So no, you shouldnt ever have to "repeat" a year like if you flunked a grade. Homeschooling is not designed to allow failure. If the kid's failing, the problem is most likely you and the style in which your trying to teach him than in the kid.

*6. Do the children get a report card and grades ?*
That is completely up to you. My parents would "spot grade" my day to day work and if they saw that I was having a problem I'd have to do extra problems/exercises. My tests were graded. We didnt get report cards, but that is something I do intend to do with my kids. I'll probably have a grade spreadsheet and keep track of their day to day grades as well as their tests and issue a report card every 12-15 weeks or so to let them know how they're doing.
*
7. If they get grades, who does the grading ?* You do. You're the teacher.

*8. When the children are finished do they take a GED Test.* You dont have to. I certainly didn't. I saw no need for it...I had a diploma and I'd gotten into the University that I wanted to. Why test more than you have to?

*9. Do they get a diploma and who gives it to them ?* In theory I have a diploma. I never wanted an official one though...again, I never saw the point (though I think my parents have one somewhere that they printed and signed for me...they wanted one more than I did! I think to prove to the neighbors that they werent crazy and that a homeschooled child could graduate!) One of the highlights for me of homeschooling was the fact that I didnt have to dress up in a silly gown and attend a grad. ceremony. I have transcripts and records of my work proving that I graduated. 

*10. If they get a diploma will companies recognize it and hire them paying the same money they would to a person who has a diploma from a public school after graduation ?* I dont see why not. In general most homeschooled children score higher on standardized testing than the majority of public schools. Several years ago my mother was very ill and so schooling lapsed quite a bit for several months. All five of my siblings scored in the 90% or higher (scored better than 90% of the people that took the test). My brother, at 14 (just starting HS freshman), took the ACT and scored a 24. That is a good enough score to gain him entrance into 60-70% of the nations Universities. 

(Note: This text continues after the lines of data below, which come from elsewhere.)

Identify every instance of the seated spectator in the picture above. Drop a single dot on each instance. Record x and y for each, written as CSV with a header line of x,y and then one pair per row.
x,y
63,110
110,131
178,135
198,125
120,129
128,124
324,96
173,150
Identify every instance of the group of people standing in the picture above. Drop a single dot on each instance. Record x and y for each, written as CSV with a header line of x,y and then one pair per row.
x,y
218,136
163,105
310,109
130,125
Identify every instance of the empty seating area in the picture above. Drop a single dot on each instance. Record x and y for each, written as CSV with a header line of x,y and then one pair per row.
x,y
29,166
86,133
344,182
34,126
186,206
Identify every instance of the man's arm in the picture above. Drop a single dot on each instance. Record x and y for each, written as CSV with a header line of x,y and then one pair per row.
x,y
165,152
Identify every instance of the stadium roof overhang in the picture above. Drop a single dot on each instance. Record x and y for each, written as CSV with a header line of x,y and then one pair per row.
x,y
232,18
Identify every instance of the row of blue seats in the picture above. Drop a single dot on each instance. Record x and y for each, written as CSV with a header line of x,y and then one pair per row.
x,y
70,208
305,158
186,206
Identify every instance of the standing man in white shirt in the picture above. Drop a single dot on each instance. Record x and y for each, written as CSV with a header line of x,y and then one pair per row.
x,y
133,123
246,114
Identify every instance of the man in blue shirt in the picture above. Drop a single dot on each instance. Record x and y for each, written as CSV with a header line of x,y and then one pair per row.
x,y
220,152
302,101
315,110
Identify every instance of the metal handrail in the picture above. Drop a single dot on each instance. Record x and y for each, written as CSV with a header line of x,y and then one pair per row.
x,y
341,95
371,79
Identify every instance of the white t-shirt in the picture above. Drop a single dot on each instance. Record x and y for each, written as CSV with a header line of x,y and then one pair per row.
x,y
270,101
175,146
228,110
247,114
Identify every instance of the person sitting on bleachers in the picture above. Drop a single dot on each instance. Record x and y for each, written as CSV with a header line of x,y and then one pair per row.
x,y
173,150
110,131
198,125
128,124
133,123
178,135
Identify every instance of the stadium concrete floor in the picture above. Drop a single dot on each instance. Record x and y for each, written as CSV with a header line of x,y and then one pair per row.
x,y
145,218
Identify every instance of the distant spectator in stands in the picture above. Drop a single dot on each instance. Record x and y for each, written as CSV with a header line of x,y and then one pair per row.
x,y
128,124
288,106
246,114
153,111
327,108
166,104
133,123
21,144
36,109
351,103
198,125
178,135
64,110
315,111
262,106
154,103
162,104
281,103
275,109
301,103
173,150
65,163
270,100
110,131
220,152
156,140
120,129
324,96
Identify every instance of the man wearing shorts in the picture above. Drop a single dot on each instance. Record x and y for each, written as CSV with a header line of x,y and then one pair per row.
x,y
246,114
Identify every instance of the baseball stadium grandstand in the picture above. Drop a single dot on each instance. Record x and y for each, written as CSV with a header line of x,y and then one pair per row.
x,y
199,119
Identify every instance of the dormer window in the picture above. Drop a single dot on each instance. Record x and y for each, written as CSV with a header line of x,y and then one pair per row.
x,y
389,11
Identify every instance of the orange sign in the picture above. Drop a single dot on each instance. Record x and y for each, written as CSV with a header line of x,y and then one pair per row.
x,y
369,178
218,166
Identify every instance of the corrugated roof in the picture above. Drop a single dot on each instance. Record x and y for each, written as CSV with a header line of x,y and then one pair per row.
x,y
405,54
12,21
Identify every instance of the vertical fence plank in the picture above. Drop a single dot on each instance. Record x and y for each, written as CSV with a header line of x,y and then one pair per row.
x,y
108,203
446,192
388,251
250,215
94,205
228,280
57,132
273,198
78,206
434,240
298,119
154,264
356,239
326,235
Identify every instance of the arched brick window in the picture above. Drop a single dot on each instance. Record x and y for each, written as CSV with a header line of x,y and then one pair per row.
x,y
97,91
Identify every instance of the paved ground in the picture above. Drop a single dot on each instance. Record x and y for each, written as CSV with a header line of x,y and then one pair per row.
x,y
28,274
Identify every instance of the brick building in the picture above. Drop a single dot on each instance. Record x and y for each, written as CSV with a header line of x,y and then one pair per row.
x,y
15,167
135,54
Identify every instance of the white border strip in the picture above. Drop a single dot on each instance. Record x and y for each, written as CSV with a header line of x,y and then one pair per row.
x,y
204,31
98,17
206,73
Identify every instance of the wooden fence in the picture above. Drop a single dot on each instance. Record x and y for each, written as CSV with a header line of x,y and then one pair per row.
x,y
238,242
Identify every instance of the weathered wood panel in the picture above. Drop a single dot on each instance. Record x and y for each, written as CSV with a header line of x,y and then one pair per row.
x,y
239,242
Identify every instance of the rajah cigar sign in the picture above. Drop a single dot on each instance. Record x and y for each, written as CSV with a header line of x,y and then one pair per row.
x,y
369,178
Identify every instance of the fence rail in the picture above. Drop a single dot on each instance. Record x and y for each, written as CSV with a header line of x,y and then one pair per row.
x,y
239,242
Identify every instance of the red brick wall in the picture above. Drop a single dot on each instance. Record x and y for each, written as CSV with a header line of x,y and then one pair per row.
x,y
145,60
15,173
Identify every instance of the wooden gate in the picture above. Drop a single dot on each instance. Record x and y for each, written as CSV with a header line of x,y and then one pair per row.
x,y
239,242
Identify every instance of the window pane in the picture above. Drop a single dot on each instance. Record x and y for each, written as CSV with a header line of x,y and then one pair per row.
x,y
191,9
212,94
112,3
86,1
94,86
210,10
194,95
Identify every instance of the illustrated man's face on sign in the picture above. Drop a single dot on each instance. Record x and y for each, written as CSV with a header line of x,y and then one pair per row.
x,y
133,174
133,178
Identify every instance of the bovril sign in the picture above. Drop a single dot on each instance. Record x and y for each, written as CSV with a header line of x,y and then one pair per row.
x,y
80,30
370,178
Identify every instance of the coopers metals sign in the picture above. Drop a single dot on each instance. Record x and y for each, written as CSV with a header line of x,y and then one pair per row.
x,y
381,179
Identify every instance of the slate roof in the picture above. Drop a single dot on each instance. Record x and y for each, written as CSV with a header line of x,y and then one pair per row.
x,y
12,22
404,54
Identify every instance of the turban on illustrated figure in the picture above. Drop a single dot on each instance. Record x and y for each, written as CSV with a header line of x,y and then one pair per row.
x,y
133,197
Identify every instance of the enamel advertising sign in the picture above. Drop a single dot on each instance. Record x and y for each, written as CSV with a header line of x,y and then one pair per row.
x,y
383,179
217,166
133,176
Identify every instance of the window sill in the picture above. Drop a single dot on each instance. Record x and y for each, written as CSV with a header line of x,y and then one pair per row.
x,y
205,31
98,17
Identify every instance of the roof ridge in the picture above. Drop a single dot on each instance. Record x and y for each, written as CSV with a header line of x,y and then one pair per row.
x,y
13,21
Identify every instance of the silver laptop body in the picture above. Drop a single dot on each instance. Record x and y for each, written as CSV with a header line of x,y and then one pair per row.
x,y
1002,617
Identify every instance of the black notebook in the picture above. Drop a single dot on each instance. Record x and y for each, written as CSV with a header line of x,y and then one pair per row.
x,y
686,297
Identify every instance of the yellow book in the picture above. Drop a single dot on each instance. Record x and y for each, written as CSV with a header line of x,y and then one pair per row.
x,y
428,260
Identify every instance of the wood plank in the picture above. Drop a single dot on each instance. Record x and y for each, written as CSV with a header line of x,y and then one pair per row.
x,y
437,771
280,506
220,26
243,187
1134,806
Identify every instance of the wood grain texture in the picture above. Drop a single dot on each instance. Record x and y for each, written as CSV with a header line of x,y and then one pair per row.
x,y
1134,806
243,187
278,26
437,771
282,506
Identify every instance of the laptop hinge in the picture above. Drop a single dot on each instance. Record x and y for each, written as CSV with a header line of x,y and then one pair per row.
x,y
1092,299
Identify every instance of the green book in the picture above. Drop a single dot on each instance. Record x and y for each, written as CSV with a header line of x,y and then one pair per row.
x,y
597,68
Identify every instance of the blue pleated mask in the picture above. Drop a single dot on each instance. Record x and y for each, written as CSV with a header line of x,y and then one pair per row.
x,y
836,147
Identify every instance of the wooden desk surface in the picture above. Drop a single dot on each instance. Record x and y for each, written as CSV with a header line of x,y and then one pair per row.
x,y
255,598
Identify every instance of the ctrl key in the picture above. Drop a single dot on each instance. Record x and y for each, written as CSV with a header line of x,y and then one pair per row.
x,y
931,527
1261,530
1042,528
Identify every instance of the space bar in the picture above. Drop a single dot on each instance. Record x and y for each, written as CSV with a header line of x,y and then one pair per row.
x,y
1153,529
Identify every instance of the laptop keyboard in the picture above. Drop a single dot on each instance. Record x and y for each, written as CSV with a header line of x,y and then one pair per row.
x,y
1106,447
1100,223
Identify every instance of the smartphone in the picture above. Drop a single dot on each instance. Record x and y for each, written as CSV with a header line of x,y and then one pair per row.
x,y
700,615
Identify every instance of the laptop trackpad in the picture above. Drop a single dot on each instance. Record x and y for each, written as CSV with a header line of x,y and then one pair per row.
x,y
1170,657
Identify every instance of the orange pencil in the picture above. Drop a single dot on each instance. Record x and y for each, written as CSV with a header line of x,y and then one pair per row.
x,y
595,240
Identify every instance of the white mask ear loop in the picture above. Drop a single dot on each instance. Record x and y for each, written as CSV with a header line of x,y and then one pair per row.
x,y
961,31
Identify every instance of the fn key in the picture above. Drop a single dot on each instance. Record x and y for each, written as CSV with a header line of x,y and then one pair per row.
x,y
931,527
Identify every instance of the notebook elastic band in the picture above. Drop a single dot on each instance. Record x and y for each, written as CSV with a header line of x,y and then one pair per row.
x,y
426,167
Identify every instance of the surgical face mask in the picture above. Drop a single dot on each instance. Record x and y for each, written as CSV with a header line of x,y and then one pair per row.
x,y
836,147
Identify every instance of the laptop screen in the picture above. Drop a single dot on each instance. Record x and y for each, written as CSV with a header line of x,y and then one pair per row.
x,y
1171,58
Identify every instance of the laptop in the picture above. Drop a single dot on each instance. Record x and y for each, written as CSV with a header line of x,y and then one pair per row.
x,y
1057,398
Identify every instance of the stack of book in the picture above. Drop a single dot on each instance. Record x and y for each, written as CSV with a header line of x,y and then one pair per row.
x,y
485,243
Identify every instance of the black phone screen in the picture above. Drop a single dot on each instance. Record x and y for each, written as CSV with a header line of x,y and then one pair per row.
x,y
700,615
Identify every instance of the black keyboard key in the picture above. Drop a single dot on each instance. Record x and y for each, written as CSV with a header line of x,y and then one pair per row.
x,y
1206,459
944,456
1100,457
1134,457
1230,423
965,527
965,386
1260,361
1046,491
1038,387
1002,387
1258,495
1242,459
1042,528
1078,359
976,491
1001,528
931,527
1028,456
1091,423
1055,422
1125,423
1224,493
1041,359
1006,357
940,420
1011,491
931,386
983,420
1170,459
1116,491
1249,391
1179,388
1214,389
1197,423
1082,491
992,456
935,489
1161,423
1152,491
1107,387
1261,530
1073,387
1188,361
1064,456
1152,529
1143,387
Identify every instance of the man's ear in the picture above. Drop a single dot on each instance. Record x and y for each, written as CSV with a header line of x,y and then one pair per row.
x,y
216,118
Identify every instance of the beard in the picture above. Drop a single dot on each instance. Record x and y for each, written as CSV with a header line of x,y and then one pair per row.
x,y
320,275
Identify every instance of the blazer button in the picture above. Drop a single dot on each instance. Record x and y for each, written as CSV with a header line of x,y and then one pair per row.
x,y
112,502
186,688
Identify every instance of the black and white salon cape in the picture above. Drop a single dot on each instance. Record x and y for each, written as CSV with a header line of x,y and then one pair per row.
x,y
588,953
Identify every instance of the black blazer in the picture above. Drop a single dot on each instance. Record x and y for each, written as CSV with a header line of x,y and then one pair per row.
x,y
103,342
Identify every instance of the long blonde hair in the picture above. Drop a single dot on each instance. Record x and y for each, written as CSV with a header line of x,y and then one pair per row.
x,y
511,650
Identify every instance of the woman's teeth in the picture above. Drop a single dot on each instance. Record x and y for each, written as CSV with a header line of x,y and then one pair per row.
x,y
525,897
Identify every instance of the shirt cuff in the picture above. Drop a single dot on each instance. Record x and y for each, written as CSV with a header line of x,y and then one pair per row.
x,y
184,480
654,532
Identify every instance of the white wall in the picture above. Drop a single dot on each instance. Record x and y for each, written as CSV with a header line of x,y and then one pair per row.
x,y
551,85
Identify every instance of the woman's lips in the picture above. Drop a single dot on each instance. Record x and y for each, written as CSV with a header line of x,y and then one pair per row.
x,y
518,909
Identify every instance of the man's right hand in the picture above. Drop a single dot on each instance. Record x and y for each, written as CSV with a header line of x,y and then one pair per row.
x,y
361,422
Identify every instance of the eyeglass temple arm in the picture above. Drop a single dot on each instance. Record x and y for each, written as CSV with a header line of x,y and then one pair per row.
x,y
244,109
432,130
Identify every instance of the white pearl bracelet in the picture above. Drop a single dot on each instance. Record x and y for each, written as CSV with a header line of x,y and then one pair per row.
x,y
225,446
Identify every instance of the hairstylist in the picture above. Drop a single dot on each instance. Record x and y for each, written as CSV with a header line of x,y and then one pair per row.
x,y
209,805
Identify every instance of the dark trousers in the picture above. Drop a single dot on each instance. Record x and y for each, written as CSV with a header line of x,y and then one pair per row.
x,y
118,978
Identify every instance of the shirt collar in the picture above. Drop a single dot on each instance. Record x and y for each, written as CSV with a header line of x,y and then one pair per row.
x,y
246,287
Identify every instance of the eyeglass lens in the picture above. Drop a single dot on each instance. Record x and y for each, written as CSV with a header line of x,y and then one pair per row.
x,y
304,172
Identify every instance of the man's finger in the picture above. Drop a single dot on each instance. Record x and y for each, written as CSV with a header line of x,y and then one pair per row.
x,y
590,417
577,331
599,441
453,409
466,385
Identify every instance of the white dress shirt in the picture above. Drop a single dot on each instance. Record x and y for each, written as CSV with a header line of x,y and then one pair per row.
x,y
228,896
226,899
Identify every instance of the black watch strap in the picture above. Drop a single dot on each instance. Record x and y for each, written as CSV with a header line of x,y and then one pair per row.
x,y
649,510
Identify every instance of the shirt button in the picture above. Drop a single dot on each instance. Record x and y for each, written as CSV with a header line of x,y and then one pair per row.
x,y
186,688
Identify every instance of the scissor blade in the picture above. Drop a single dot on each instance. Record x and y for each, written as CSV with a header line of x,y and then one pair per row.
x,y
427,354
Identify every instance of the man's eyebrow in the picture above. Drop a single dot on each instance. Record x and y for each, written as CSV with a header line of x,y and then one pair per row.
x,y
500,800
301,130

*11. Does the parent have to be taught first so they can teach ?* Any parent can teach their child. I knew a homeschool family who consisted of parents that hadnt completed further than 7th and 10th grade, respectively, yet homeschooled their children though highschool, with grades that have gotten the 2 that have graduated thus far, full-ride scholarships. There is no offical "learning" that you must go through. You just have to be willing to brush up on things you're shaky on, learn things that are new to you, and constantly research...and in subjects that completely baffle you, be willing to admit that you need to find your child a tutor, a co-op or something similar.

*12. Do colleges recognize children and accept them after homeschooling ?* YES. I graduated from homeschool. I applied to 6 different Universities. Was accepted by all six, offered a full-ride at one, and partial scholarships at 3 others. I know a gentleman that work in my Universities Admissions department and he has told me time and time again that a homeschooled individual with good, solid test scores, and a good GPA, with the usual amount of extracurricular activities is more likely to get in than someone that is public schooled...why? Because homeschooled students, in general, know how to manage their time, be their own boss, and use a library to its fullest. They are more likely to succeed because they know how to and because generally a parent as a teacher is a much harder task-masker (as far as understanding and learning goes) than a paid teacher. A parent-teacher is after an education of understanding, a paid teacher is after good test scores. There's a world of difference.


----------



## RockyGlen (Jan 19, 2007)

bumpus said:


> .
> *I have some questions about homeschooling children:*
> 
> 
> ...



Just like everything else - there is a right way and a wrong way to do it. The right way is spectacular. The wrong way is disastrous.


----------